1:00, Saturday, I'm at the Student Union eating Panda with my friend Noah who lives at the dorms. We discuss the implications of what the GRE does and whether or not he should take it, as well. He's a good guy, but is technically three semesters behind so he's technically a first semester sophomore. But that's semantics. He says he'll probably transfer once all of his friends, the class of '09, graduate.

2:00, Saturday, it begins. Obviously I'm not inclined to talk about the questions I got. Let's just say that the vocab book helped me little if any. Most of the words I had never seen before, let alone knew how to pronounce. I find myself paying close attention to the clock, and revel in the fact that I remembered a word from 11th grade English class. The math was pretty easy, but oddly calculation heavy at times. The essays I think I did well on, but we'll have to see on those.

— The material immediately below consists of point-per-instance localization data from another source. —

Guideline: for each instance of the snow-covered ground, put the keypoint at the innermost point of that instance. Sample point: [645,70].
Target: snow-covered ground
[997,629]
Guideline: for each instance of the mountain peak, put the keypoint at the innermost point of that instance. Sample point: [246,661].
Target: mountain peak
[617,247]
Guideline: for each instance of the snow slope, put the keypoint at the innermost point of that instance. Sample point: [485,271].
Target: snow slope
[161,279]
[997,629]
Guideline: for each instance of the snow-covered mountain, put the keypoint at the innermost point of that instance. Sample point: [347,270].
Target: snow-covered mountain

5:00, Saturday, it ends. I finish and get immediate scores. Drumroll please:

Quantitative: 800 (Yay!)
Verbal: 510 (Ugh...)
Writings: TBA (outlook: yay?)

6:00, Saturday, so I was looking at the statistics they included with the practice disk and saw that my score was about average, 50th percentile or so, for people who regularly get a graduate degree in Engineering or Math. (Odd fact: Physics people tend to score higher on the verbal and quantitative sections among all science majors, even math grad students!) So from a statistical standpoint, I'm okay scorewise, just okay, but would be much happier with a higher score. So I might retest, I don't know. I'd shoot for a 600 in verbal, but even that might be farfetched. Gah. I was hoping I wouldn't have to worry about this. Oh well.